Austrian physicist (1875–1942)

Sigmund Strauss (or Siegmund Strauß, born 4 January 1875, Znojmo, Austria-Hungary – died 29 March 1942, New York City, United States) was an Austrian physicist, engineer, and inventor. A longtime collaborator of Robert von Lieben, he made important contributions to the early development of electronics and radio technology. His work included the development of a resistance amplifier, an X-ray dose meter, and the early description of the principle of electrical feedback.

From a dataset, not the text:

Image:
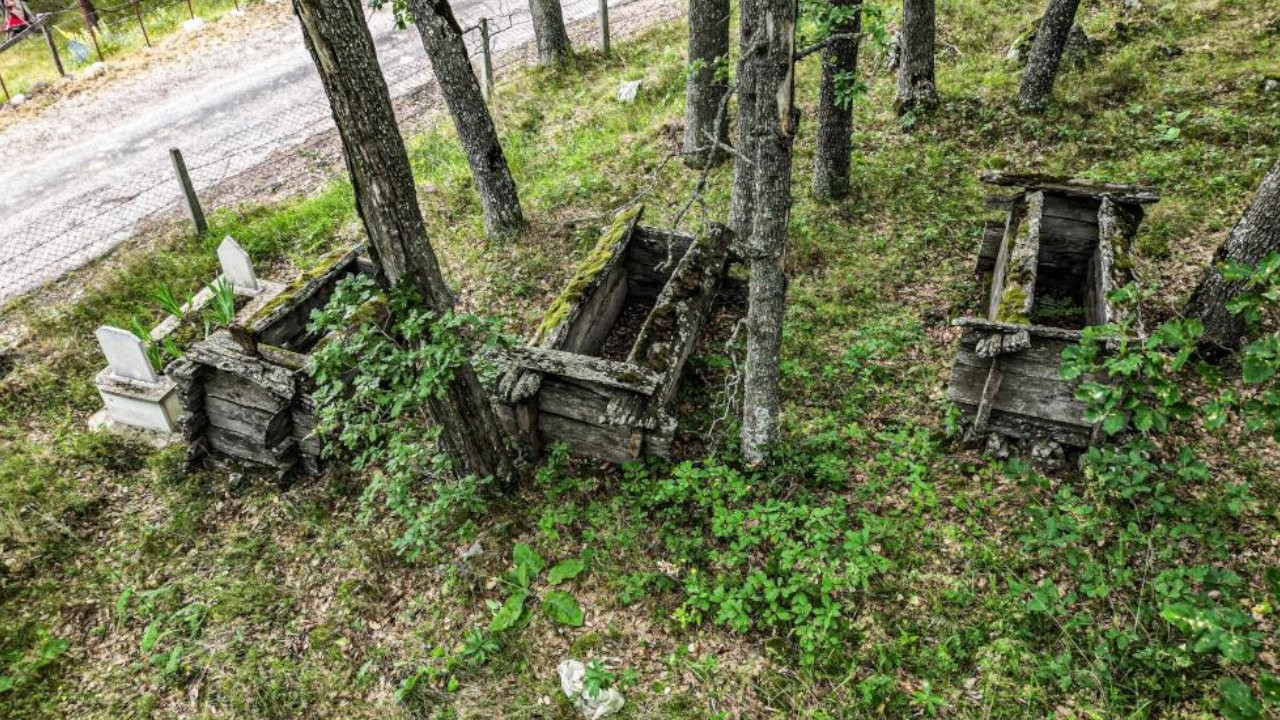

== Early life and career ==

Sigmund Strauss was born on 4 January 1875 in Znojmo, then part of Austria-Hungary. He worked for many years with physicist and inventor Robert von Lieben, contributing to the development of early vacuum-tube amplifiers and electronic circuits.

During World War I, Strauß served as a captain in the Austro-Hungarian Army and headed the Experimental Aviation Radio Department, where he directed research into wireless communication for military aviation.

In 1925, he established a private research laboratory in Vienna, where he continued his work on radio engineering, high-frequency electronics, and scientific instrumentation.

Following the Anschluss of Austria in 1938, Strauß was forced to emigrate because of his Jewish background. He first fled to London before emigrating to the United States in 1940. He died in New York City on 29 March 1942.

== Scientific contributions ==

Strauss is regarded as one of the pioneers of early radio engineering. Among his inventions were a resistance amplifier and an X-ray dose meter. In 1912, he described the principle of electrical feedback, which later became a fundamental concept in electronics, telecommunications, and control systems.